This PR adds support for per-request API key injection via X-{model-name}-Authorization HTTP headers, enabling multi-tenant scenarios where callers can supply their own LLM credentials at request time. The implementation patches the shared llm_rails config and reinitializes LLMs before each request, then resets afterward.

Issues found:

  • Stale runtime params after reset: _reset_api_keys restores config.models and sets llm.llm = None, but never updates runtime.registered_action_params. This leaves header-key LLM instances registered even after the request completes. While the primary fallback path uses self.llm, the mismatch between restored config and retained runtime params is a structural inconsistency that should be fixed by calling _init_llms() in _reset_api_keys.

  • Streaming finally ordering bug: For streaming requests, return StreamingResponse(...) causes the outer finally block to execute before the generator is consumed by the ASGI server. This causes _reset_api_keys to run prematurely, setting llm_rails.llm = None before the stream even starts. The inner _format_streaming_response finally block then becomes a no-op, leaving streaming requests without proper key reset.

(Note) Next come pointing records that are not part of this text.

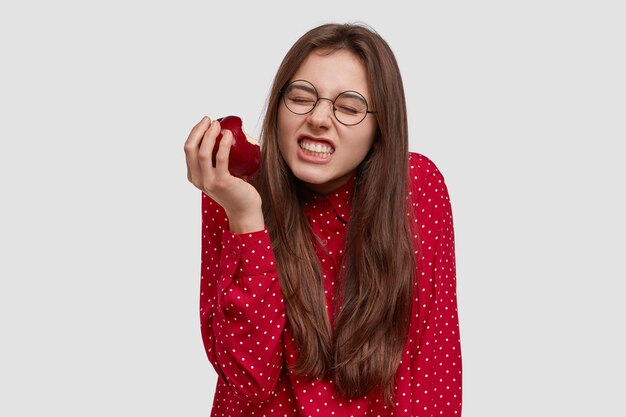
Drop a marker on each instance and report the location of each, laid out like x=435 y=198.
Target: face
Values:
x=320 y=151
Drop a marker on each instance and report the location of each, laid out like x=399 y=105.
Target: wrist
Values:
x=246 y=223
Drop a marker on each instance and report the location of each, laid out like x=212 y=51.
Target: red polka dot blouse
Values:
x=248 y=341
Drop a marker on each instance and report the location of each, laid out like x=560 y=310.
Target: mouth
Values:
x=316 y=148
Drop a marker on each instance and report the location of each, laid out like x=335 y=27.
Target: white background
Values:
x=521 y=105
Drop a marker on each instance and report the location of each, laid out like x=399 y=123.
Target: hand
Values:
x=240 y=200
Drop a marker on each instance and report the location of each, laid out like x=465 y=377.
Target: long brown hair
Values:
x=363 y=349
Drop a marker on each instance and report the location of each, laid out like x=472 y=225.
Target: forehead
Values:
x=333 y=72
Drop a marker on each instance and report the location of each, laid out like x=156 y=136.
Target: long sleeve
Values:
x=436 y=356
x=242 y=313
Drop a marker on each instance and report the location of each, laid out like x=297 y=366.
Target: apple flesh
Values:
x=245 y=152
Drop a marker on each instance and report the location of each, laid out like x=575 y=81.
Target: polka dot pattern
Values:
x=248 y=340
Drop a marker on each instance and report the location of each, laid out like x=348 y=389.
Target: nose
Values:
x=322 y=113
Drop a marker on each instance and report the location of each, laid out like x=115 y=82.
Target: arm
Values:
x=241 y=308
x=436 y=355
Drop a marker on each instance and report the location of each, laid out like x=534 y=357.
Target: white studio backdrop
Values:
x=520 y=104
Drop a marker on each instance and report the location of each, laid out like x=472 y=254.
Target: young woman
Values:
x=328 y=279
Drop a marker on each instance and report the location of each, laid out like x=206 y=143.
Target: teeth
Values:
x=316 y=147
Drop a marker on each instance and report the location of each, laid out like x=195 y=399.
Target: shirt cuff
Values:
x=248 y=254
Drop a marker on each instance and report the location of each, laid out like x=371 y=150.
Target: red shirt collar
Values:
x=339 y=200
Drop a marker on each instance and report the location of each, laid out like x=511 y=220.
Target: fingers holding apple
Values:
x=217 y=166
x=245 y=152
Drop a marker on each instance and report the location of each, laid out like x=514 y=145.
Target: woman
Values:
x=328 y=279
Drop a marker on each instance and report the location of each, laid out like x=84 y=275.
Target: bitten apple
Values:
x=245 y=152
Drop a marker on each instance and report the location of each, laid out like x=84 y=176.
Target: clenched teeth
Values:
x=316 y=147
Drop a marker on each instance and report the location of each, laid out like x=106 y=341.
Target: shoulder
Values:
x=421 y=167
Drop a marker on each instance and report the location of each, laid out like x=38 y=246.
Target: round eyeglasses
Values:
x=300 y=97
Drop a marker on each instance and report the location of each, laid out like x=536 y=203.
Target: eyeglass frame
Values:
x=367 y=110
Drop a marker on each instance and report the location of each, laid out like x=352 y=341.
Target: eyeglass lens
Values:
x=349 y=107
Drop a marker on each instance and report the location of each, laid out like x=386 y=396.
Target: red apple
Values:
x=245 y=152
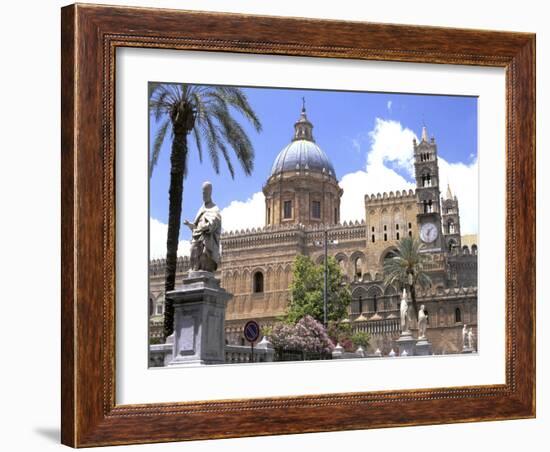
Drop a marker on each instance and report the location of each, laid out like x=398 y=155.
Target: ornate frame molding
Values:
x=90 y=37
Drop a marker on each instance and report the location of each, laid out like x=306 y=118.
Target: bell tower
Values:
x=451 y=221
x=428 y=195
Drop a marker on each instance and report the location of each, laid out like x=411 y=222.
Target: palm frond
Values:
x=212 y=140
x=237 y=99
x=235 y=135
x=159 y=139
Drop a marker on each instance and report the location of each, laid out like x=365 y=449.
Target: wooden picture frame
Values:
x=90 y=36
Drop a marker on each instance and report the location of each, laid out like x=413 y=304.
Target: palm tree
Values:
x=406 y=269
x=206 y=112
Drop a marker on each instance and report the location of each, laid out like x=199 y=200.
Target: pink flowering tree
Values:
x=307 y=335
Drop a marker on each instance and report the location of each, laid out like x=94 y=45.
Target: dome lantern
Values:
x=303 y=129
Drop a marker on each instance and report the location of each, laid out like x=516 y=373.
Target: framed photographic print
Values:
x=272 y=218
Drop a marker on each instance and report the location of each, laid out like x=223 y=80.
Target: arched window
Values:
x=358 y=268
x=452 y=245
x=451 y=227
x=258 y=282
x=458 y=315
x=427 y=180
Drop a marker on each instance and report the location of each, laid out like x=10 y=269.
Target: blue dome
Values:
x=302 y=155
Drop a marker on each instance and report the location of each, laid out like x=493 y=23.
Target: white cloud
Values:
x=391 y=148
x=244 y=214
x=158 y=232
x=391 y=143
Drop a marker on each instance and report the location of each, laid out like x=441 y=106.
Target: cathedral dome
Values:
x=302 y=153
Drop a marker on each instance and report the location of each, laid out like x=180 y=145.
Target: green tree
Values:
x=306 y=291
x=406 y=269
x=360 y=339
x=207 y=112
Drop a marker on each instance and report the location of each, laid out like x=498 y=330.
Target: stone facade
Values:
x=257 y=264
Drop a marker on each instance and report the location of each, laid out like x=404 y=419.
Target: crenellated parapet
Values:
x=278 y=235
x=380 y=198
x=157 y=266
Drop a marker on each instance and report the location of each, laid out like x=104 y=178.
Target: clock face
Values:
x=428 y=232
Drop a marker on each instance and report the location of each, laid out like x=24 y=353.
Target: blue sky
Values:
x=367 y=136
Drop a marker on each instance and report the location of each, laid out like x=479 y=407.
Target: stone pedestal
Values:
x=406 y=343
x=199 y=320
x=423 y=347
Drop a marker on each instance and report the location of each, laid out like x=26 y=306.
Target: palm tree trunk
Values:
x=178 y=160
x=413 y=299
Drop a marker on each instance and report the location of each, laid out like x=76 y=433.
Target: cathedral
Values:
x=302 y=203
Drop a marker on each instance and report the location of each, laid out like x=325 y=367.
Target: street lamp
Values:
x=325 y=243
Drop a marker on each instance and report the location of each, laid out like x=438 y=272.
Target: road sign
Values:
x=251 y=331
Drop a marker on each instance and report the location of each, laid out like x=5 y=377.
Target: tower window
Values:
x=458 y=315
x=258 y=282
x=427 y=180
x=316 y=209
x=287 y=209
x=451 y=227
x=428 y=206
x=358 y=268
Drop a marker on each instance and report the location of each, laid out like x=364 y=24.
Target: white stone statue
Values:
x=422 y=322
x=206 y=231
x=470 y=338
x=465 y=336
x=404 y=312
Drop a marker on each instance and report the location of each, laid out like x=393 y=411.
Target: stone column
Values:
x=423 y=347
x=199 y=320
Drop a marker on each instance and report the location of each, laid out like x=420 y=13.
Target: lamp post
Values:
x=325 y=243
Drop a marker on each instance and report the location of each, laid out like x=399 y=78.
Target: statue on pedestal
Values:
x=206 y=232
x=404 y=312
x=465 y=336
x=471 y=338
x=422 y=322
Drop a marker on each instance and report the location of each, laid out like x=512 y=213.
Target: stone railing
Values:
x=237 y=354
x=161 y=354
x=375 y=327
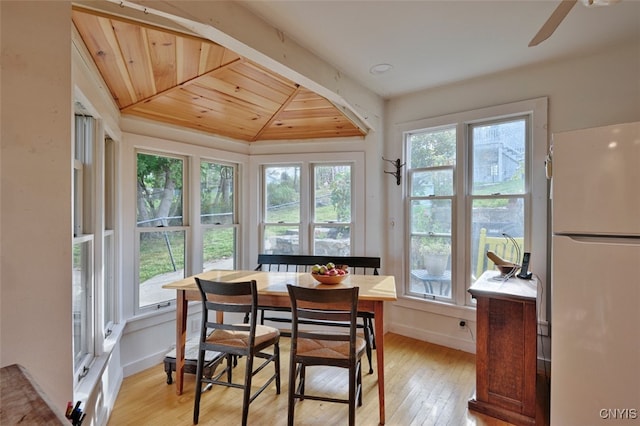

  • Redundant _reset_api_keys calls: The explicit reset calls in the except handlers (lines 657–661) are unnecessary since the finally block covers all paths. Removing them would clarify that cleanup happens unconditionally.

Confidence Score: 2/5

  • Not safe to merge — two logic bugs affect correctness of API key isolation: stale runtime params persist across requests, and streaming requests reset keys before they're consumed.
  • The core feature has three issues: (1) _reset_api_keys doesn't call _init_llms(), leaving registered LLM instances with header keys in the runtime params after reset; (2) for streaming, the outer finally runs before the generator is consumed, prematurely resetting keys and breaking stream processing; (3) redundant reset calls reduce code clarity. Issues 1 and 2 are correctness problems that could cause request failures or key misuse. Issue 3 is a style improvement. The implementation needs fixes to the reset logic before it's safe for production.
  • nemoguardrails/server/api.py — specifically _reset_api_keys (missing _init_llms() call) and the streaming request path's finally ordering.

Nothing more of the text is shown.